At the same time, many of the more moderate Democrats have voiced their concern that their party lost elections to the House of Representatives because of their controversial messages. Former Missouri Senator Claire McCaskill felt Democrats spent too much time talking about guns, abortion, gay rights, transsexuals, and socialism.
David Harsanyi cites some of those criticisms voiced by Democrats and then wonders why some of the candidates complain they were unfairly labeled socialist. He suggests that “if that’s not the message you want to send, perhaps Nancy Pelosi shouldn’t pose with a gaggle of Marxists on the cover of Rolling Stone.” Perhaps the party should reconsider how closely they want to link Bernie Sanders to political campaigns.
He reminds us that McCaskill had to apologize for using the word “transsexual.” He observes that most Americans “have zero clue what McCaskill is sorry about. They may believe that letting genetic boys compete with their daughters in track and field is ridiculous.”

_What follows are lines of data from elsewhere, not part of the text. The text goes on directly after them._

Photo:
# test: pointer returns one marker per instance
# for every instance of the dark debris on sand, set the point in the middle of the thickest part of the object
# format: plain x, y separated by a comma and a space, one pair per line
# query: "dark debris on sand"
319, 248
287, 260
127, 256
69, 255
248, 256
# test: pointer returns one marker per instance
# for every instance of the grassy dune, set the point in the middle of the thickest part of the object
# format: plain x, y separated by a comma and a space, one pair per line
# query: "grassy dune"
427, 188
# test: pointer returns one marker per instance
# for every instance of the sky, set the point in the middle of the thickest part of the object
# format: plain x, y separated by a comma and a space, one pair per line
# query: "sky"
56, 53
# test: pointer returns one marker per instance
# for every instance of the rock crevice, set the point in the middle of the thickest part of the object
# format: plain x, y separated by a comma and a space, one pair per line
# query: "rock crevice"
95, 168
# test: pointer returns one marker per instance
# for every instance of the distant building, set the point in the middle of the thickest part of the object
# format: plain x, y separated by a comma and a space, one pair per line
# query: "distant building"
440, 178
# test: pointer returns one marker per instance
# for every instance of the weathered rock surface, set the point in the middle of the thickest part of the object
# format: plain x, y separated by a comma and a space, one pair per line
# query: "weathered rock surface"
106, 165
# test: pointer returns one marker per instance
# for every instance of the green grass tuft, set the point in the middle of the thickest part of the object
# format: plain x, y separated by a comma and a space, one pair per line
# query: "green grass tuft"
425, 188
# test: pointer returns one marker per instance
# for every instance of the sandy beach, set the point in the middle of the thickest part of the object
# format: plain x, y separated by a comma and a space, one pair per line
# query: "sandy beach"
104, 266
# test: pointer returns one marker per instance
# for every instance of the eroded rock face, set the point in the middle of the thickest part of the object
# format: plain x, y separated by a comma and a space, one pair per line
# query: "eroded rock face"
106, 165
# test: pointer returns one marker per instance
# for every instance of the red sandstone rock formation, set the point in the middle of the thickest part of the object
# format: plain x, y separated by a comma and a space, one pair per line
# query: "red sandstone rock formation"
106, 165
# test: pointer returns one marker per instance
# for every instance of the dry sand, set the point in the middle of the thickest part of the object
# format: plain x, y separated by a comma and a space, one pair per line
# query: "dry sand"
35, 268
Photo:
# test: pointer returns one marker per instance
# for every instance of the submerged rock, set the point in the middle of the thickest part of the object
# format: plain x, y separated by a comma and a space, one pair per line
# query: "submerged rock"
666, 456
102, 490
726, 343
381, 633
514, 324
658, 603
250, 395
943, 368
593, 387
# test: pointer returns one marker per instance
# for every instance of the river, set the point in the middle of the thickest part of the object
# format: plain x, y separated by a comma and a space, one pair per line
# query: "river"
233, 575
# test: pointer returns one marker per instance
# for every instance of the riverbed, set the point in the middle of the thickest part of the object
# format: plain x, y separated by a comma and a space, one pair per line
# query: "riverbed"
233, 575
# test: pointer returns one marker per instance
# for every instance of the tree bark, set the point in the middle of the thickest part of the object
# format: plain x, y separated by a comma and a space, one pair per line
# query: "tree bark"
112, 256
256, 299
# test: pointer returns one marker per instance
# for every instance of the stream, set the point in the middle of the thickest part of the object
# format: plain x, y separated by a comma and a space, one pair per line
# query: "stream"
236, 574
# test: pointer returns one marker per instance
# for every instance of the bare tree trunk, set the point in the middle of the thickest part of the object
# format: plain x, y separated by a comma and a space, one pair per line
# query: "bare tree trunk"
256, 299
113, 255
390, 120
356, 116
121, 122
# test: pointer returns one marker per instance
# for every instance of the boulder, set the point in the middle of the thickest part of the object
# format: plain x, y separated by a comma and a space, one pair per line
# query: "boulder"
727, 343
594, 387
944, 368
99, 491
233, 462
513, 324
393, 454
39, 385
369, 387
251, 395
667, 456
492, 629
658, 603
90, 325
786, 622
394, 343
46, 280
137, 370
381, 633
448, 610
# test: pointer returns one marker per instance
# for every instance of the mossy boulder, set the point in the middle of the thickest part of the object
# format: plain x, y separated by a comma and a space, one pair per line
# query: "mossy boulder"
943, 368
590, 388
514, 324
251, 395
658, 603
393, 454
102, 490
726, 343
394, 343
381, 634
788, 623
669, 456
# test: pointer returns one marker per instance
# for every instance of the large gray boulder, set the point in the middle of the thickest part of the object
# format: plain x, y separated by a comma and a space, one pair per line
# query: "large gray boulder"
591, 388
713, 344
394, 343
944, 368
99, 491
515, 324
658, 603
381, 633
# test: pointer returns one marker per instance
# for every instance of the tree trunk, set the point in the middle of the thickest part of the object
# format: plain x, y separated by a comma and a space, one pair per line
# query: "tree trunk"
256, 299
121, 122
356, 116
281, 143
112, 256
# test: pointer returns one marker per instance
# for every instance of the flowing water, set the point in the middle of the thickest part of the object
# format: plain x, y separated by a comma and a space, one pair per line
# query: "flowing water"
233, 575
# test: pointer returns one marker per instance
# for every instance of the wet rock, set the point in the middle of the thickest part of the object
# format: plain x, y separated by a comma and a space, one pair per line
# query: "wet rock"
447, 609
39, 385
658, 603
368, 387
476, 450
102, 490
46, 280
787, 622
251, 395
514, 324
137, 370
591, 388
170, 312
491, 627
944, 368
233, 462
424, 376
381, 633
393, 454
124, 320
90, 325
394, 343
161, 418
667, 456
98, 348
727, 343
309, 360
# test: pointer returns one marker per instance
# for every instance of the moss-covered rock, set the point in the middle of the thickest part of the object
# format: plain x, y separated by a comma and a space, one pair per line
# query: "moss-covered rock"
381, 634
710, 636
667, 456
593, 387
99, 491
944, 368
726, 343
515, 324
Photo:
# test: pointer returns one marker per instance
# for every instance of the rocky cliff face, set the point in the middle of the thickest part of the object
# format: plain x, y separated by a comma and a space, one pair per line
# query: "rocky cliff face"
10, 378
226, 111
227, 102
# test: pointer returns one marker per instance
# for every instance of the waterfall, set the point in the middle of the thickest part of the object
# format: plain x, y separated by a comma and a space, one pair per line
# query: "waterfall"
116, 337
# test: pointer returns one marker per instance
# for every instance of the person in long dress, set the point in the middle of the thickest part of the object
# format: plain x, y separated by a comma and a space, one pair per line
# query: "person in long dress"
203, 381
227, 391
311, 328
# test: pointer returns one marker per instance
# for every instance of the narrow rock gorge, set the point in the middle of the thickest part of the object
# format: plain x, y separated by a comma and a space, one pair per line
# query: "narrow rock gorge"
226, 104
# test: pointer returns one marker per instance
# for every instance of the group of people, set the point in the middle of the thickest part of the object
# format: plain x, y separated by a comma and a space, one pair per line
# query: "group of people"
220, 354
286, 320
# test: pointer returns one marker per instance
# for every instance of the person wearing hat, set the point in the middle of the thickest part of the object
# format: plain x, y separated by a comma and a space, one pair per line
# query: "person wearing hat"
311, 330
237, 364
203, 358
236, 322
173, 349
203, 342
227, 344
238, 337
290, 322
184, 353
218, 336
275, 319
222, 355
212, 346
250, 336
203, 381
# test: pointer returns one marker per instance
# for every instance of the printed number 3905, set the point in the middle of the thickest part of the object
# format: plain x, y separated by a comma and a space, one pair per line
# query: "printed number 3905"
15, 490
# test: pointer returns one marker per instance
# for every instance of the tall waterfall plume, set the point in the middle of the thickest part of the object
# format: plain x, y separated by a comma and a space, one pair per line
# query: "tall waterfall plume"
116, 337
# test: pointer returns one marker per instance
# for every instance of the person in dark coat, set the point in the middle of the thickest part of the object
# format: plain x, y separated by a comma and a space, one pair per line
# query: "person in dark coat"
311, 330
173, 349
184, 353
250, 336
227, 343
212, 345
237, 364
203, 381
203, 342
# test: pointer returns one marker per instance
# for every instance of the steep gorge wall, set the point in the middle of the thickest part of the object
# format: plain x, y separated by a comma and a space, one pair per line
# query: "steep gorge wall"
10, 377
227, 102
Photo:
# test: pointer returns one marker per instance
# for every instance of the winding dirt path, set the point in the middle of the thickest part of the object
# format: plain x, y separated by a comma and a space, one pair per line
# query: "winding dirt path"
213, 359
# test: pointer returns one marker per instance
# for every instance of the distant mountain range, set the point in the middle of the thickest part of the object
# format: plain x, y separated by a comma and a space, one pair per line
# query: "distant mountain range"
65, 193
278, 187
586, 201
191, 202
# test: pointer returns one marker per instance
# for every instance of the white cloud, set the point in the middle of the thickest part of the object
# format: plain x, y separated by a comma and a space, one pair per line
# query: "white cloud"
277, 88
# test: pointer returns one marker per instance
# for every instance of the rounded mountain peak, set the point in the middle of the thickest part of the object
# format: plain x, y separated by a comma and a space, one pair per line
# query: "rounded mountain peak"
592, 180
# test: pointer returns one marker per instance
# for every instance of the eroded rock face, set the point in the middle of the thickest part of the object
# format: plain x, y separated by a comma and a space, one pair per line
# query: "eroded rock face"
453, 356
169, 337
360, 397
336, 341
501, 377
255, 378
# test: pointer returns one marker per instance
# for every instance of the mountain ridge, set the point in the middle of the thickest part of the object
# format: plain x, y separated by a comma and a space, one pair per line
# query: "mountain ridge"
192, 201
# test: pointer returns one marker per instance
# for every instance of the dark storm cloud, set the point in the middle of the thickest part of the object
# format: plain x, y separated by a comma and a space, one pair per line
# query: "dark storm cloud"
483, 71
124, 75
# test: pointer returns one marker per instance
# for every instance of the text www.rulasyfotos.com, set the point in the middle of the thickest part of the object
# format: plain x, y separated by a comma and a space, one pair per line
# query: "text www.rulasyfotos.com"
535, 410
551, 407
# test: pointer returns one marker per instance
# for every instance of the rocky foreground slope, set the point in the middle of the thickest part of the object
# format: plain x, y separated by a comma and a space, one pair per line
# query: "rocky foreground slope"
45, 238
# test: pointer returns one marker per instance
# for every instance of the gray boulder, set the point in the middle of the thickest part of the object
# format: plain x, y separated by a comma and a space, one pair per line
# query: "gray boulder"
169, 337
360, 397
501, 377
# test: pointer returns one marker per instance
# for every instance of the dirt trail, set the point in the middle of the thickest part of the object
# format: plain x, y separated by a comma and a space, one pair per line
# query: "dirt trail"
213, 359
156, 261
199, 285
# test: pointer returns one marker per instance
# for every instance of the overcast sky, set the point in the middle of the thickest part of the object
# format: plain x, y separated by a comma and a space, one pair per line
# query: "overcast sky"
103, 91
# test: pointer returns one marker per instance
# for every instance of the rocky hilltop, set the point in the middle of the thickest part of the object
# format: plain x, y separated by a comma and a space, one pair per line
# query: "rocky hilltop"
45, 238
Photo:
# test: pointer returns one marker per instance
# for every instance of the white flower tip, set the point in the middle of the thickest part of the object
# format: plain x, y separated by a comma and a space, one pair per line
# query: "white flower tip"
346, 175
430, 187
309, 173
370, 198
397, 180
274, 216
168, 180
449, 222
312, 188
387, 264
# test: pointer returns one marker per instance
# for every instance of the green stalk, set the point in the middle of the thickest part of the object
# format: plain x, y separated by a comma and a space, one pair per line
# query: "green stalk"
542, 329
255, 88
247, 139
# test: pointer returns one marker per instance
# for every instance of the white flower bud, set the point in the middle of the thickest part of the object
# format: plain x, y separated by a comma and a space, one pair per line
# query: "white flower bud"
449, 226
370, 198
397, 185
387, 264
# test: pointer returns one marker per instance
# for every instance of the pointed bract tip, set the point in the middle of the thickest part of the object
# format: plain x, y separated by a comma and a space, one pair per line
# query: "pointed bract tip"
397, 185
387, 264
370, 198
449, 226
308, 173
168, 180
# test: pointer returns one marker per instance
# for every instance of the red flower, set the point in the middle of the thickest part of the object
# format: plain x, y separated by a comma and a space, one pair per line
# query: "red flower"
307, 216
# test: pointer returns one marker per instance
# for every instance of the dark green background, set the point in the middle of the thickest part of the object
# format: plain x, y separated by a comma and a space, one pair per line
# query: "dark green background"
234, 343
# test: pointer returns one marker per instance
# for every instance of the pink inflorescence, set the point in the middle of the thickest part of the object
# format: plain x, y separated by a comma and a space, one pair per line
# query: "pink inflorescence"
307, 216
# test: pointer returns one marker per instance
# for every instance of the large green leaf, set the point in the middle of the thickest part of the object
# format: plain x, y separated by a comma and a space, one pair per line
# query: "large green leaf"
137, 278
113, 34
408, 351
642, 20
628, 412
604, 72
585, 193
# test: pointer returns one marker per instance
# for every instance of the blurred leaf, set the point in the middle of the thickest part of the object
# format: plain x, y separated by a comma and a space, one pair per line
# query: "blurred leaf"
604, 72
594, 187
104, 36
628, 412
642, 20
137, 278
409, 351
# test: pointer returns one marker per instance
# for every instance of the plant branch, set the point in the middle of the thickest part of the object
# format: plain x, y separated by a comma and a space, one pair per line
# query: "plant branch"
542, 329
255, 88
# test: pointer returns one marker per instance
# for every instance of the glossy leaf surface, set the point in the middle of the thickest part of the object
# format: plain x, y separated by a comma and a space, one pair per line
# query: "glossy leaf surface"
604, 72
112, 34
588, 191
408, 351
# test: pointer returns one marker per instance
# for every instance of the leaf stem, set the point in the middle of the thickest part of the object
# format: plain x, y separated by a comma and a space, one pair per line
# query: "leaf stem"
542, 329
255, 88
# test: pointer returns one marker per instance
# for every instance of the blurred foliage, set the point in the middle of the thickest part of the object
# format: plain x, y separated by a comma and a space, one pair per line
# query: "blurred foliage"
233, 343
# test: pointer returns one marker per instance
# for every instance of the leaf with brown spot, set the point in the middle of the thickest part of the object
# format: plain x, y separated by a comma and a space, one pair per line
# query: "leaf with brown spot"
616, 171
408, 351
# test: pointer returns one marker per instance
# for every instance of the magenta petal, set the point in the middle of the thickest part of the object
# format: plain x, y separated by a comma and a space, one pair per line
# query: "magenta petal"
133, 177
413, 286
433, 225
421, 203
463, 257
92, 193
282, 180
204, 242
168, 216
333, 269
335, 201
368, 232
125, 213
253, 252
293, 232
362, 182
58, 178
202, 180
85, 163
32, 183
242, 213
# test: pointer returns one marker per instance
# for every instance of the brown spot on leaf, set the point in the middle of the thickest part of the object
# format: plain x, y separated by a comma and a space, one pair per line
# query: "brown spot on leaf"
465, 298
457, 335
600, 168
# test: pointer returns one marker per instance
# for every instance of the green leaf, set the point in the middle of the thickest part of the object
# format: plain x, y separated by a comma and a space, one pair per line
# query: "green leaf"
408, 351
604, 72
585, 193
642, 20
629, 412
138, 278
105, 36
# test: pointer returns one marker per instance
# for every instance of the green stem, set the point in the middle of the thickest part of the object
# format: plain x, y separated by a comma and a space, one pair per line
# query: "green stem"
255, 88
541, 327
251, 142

He also notes that the “constant obsession with race isn’t working.” Democrats lost ground with Black and Latino voters. If the goal is racial reconciliation, progressive use of identity politics, intersectionality, and critical race theory doesn’t seem to be the answer, even for minority voters.
I believe the culture war may be more intense than we have ever seen. The lesson some of the elected leaders should take away from the election is that hardcore progressive ideas don’t resonate with most Americans. But that is not what many are saying. Instead, they feel less inclined to hide their agenda and plan to fight like never before.